先放源码https://github.com/google-research/bert

1. 首先需要处理pre-training所需要的数据

对应代码create_pretraining_data.py

python create_pretraining_data.py \--input_file=./sample_text.txt \--output_file=/tmp/tf_examples.tfrecord \--vocab_file=$BERT_BASE_DIR/vocab.txt \--do_lower_case=True \--max_seq_length=128 \--max_predictions_per_seq=20 \--masked_lm_prob=0.15 \--random_seed=12345 \--dupe_factor=5

max_predictions_per_seq：每个序列里最大的masked lm predictions。建议设置为max_seq_length*masked_lm_prob（这个脚本不会自动设置）

文本输入格式：一行一句话（对于next sentence prediction这很重要），不同文档间用空行分隔。例如源码中附带的sample_text.txt示例：

This text is included to make sure Unicode is handled properly: 力加勝北区ᴵᴺᵀᵃছজটডণত
Text should be one-sentence-per-line, with empty lines between documents.
This sample text is public domain and was randomly selected from Project Guttenberg.The rain had only ceased with the gray streaks of morning at Blazing Star, and the settlement awoke to a moral sense of cleanliness, and the finding of forgotten knives, tin cups, and smaller camp utensils, where the heavy showers had washed away the debris and dust heaps before the cabin doors.
Indeed, it was recorded in Blazing Star that a fortunate early riser had once picked up on the highway a solid chunk of gold quartz which the rain had freed from its incumbering soil, and washed into immediate and glittering popularity.

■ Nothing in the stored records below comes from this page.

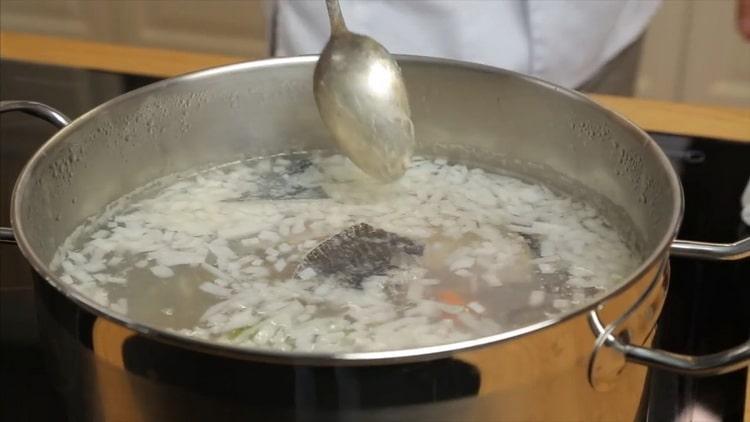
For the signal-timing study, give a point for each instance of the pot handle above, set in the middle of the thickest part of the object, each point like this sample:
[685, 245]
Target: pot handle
[620, 350]
[35, 109]
[712, 251]
[728, 360]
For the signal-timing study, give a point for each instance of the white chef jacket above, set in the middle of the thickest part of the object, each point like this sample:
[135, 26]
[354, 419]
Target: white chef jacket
[562, 41]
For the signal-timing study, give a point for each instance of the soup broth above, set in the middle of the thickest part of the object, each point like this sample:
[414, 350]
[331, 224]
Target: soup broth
[219, 254]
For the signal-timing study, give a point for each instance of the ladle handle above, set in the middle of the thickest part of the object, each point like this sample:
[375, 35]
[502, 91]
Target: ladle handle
[338, 26]
[35, 109]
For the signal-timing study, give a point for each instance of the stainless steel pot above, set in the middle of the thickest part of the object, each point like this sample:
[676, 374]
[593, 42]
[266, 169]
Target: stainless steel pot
[569, 368]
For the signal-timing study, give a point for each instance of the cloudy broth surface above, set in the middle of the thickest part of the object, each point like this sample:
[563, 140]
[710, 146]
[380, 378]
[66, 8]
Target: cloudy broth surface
[218, 254]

输出是一系列的TFRecord的tf.train.Example。

注意：这个脚本把整个输入文件都放到内存里了，所以对于大文件，你可能需要把文件分片，然后跑多次这个脚本，得到一堆tf_examples.tf_record*，然后把这些文件都作为下一个脚本run_pretraining.py的输入。

2. 接下来进行pre-training

对应代码run_pretraining.py

python run_pretraining.py \--input_file=/tmp/tf_examples.tfrecord \--output_dir=/tmp/pretraining_output \--do_train=True \--do_eval=True \--bert_config_file=$BERT_BASE_DIR/bert_config.json \--init_checkpoint=$BERT_BASE_DIR/bert_model.ckpt \--train_batch_size=32 \--max_seq_length=128 \--max_predictions_per_seq=20 \--num_train_steps=20 \--num_warmup_steps=10 \--learning_rate=2e-5

如果你是从头开始pre-training，需要把include init_checkpoint去掉
模型配置（包括vocab size）在bert_config_file中设置
num_train_steps在现实中一般要设置10000以上
max_seq_length和max_predictions_per_seq要和create_pretraining_data的参数一样

3.多机多卡

如果想跑多机多卡，可以参考这个代码https://github.com/NVIDIA/DeepLearningExamples/tree/master/TensorFlow/LanguageModeling/BERT，英伟达爸爸公开的多机多卡加速代码

用多机多卡的时候在第一步处理数据的时候需要将数据分片，片数要大于你要用的GPU个数，在run_pretraining.py代码做了提示：

 if FLAGS.horovod and len(input_files) < hvd.size():raise ValueError("Input Files must be sharded")if FLAGS.amp and FLAGS.manual_fp16:raise ValueError("AMP and Manual Mixed Precision Training are both activated! Error")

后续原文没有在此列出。